Can something ever be nothing? Can nothing become something?
These are the questions that suddenly I am tackling.
[72 times ] 4 Making pancakes 4/14
But also there are pancakes to be made.
[74 times ] 2 writing a letter 4/15
That is a letter for work. I don't write letters outside of work. At best, I will write an email to someone outside of work, although I don't really do that because I don't like people and try not to communicate with them directly unless forced to.
Yesterday, I pointed out something to a guy I work with, though. Another guy we both work with had said "I have so many unread emails in my box," and he laughed.
I pointed out how odd that was. "If I had a box of unopened mail, sitting on my desk, and laughed about it," I said, "Everyone would be horrified," and then went on to note that we treat emails differently, apparently simply because of the ease with which they can be read or not, deleted or not.
Once, I heard that congresspeople don't care if you call them to complain. They care if you write them to complain, because writing a letter (back then, in the Olden Days of the 1980s) was harder to do. You had to find paper and sit down and write it out and get an envelope and get a stamp and address it and mail it, all kind of a task back then, whereas to call someone the most onerous part was if you had one of those rotary-dial phones, which were rare.
That kind of thinking has continued: the ease of communication affects the seriousness of the communication. If I want to seem serious but get the message there fast, I type a letter, print it on letterhead, sign it, scan it into my computer, then email it as an attachment to the person I want to get the serious letter.
Does that make it more serious?
I think so. I think that the extra effort that went into that obviously means I am serious about this, that the fact that I would go to that much extra trouble means that I really wanted this noticed.

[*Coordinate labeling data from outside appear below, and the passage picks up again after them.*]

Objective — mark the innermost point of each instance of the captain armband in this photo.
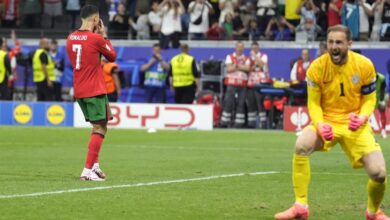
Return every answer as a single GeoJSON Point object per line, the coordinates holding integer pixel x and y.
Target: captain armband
{"type": "Point", "coordinates": [367, 89]}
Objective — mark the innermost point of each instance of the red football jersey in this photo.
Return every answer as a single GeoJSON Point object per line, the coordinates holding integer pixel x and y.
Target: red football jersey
{"type": "Point", "coordinates": [84, 49]}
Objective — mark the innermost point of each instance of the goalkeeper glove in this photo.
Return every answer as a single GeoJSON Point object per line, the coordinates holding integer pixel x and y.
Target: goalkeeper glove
{"type": "Point", "coordinates": [325, 130]}
{"type": "Point", "coordinates": [382, 105]}
{"type": "Point", "coordinates": [356, 121]}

Which makes you think: if the medium kind of is the message, and if e-communications are becoming more ephemeral all the time, are we moving to a time when we will again use parchment and sealing wax and fancy calligraphy on the important papers?
There are electronic insurance cards, now, which are easier, I think, to fake than a "real" insurance card, and "real" is becoming less "real" all the time. What does it mean for something to be real, now?
Is this post real?
It's real, in a sense that it exists, but if I had mailed it to you on a piece of paper I bet that question wouldn't have been so hard.
It's now, as I write this, April 20. I haven't actually listened to The Song in the past five days, something I realized but hadn't done anything about in that five days. I was about to say I hadn't done anything for "a variety of reasons" but actually there is no reason I haven't listened to The Song in that time. It's not as though I did or did not make a deliberate decision to not listen to it. I just didn't listen to it. And although I did misplace my iPod for two days, that wasn't a factor at all, as I have access to The Song through the Internet at any time.
I haven't yet made up my mind how this quest is going to go. But it's interesting to me to see how it goes, anyway.
For example, during the entire time I wrote this post, I didn't listen to The Song at all. I wrote it in almost absolute silence, which is something I almost never do.